Next stop Hollywood.
The Houston Dynamo enjoyed their last practice session in the friendly confines of the Houston Amateur Sports Park on Wednesday ahead of their Thursday morning flight to the Los Angeles area, where a three-day whirlwind of events and activity awaits them ahead of MLS Cup 2011 on Sunday night against the star-studded LA Galaxy. A large contingent of local media was on hand to see the team off.
“This is probably the biggest MLS Cup that we’ll see,” said Dynamo manager Dominic Kinnear, who will be taking part in his fifth final as an assistant or head coach. “We told the guys, 'We are going out there for a game, but make sure you open your eyes and take it in, because you never when you’re going to be back.’”
Kinnear said the team would spend more time together than is typical before a road game, but that he would try to keep things as close to normal as possible. He indicated that upon arriving in LA on Thursday, the Dynamo are likely to go for a jog and stretch at UCLA before participating in a press conference and gathering for a team dinner hosted by part-owner Gabriel Brenner.
As far as Wednesday’s training session in Houston went, there was momentary concern for forward Will Bruin, who was forced to shake off a tackle by defender Jermaine Taylor during a scrimmage. The Jamaican continued to be tested at left back, and midfielder Colin Clark also got his fair share of reps on crossing drills, which were an emphasis during Wednesday’s practice in addition to the quick-passing combination exercises that were also seen Tuesday.
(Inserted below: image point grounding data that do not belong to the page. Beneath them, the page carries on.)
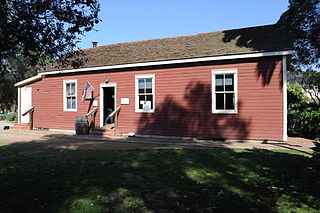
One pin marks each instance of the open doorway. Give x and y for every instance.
(107, 103)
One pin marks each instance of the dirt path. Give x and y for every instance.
(44, 140)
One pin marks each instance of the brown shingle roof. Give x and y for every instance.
(239, 41)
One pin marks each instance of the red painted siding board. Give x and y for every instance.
(183, 101)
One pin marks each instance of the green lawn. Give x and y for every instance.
(158, 181)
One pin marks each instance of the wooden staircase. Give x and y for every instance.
(108, 130)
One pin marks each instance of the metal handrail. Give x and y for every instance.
(92, 111)
(28, 111)
(114, 112)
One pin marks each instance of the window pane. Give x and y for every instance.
(68, 103)
(141, 85)
(219, 101)
(148, 85)
(73, 89)
(229, 100)
(141, 101)
(68, 89)
(219, 83)
(149, 102)
(229, 82)
(74, 103)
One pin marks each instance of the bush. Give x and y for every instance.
(2, 117)
(12, 117)
(310, 124)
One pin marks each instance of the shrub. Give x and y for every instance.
(12, 116)
(2, 117)
(297, 103)
(310, 123)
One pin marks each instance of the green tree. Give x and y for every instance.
(17, 70)
(42, 29)
(303, 16)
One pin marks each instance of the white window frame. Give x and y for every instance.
(137, 77)
(65, 82)
(223, 72)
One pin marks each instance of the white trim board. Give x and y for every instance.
(155, 63)
(284, 91)
(233, 71)
(137, 77)
(65, 82)
(102, 97)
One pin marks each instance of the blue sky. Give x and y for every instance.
(128, 20)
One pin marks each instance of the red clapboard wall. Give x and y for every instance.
(182, 101)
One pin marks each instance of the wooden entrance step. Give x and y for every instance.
(104, 132)
(20, 127)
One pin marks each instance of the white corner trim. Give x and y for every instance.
(19, 105)
(213, 89)
(155, 63)
(102, 98)
(285, 109)
(137, 96)
(65, 95)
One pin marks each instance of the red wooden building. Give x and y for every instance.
(229, 84)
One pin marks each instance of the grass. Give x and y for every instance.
(81, 181)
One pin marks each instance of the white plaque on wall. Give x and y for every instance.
(125, 101)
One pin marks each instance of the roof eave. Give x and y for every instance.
(156, 63)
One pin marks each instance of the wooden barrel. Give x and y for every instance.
(81, 125)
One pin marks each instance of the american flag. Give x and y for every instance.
(87, 91)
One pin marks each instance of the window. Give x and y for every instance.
(70, 95)
(224, 91)
(145, 93)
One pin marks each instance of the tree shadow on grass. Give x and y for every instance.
(156, 181)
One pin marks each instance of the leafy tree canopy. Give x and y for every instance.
(42, 29)
(304, 18)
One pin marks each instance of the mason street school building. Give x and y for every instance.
(219, 85)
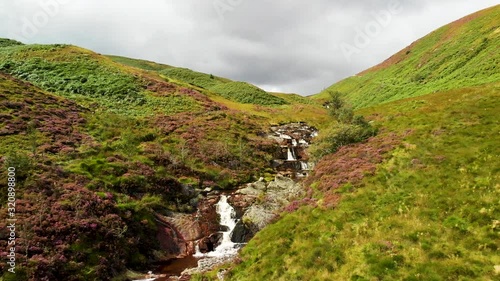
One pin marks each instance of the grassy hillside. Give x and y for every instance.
(240, 92)
(427, 211)
(419, 201)
(461, 54)
(102, 145)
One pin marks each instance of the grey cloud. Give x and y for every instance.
(284, 45)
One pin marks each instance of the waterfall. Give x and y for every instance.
(228, 219)
(290, 156)
(304, 166)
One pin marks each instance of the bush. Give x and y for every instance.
(348, 129)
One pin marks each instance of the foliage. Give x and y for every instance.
(426, 213)
(199, 79)
(458, 55)
(347, 129)
(142, 64)
(8, 42)
(89, 78)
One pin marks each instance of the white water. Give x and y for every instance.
(304, 166)
(228, 219)
(290, 156)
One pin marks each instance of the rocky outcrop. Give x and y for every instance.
(259, 203)
(179, 234)
(293, 139)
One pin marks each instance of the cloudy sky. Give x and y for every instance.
(280, 45)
The concentration placed on getting the ball out wide should come as little surprise considering the Dynamo’s size advantage against LA has been constantly referenced as one of the keys to Sunday’s title match. Regardless of any edge Houston may enjoy, Kinnear did not have any doubts as to which team will be the popular pick heading into MLS Cup.
“We understand who’s the marquee team and who’s getting the publicity. That’s fine,” Kinnear said in reference to the Galaxy. “I still think LA understands that we’re a tough team. We’re going to be tough to beat. I know where it’s at. I don’t think anyone is picking us to be the favorites. But I’m not telling the guys, ‘Hey, we’re the underdog, there’s no pressure.’ There is pressure on us. We have to try and win this game.”
Of all the playoff runs in his eight years as head coach, Kinnear admitted this year has been “the toughest one.” While the 2006 and 2007 championship sides were a “pretty impressive group,” according to him, this 2011 squad has “come from the back of the pack” to make it to the cusp of a third MLS title in six years.
“I’m loving watching these guys playing the way they’re playing,” Kinnear added. “I wouldn’t say [the odds] are stacked against us. People have been picking other teams to beat us all along the way, and I think we’ve surprised some people. People understand in sports anything can happen.”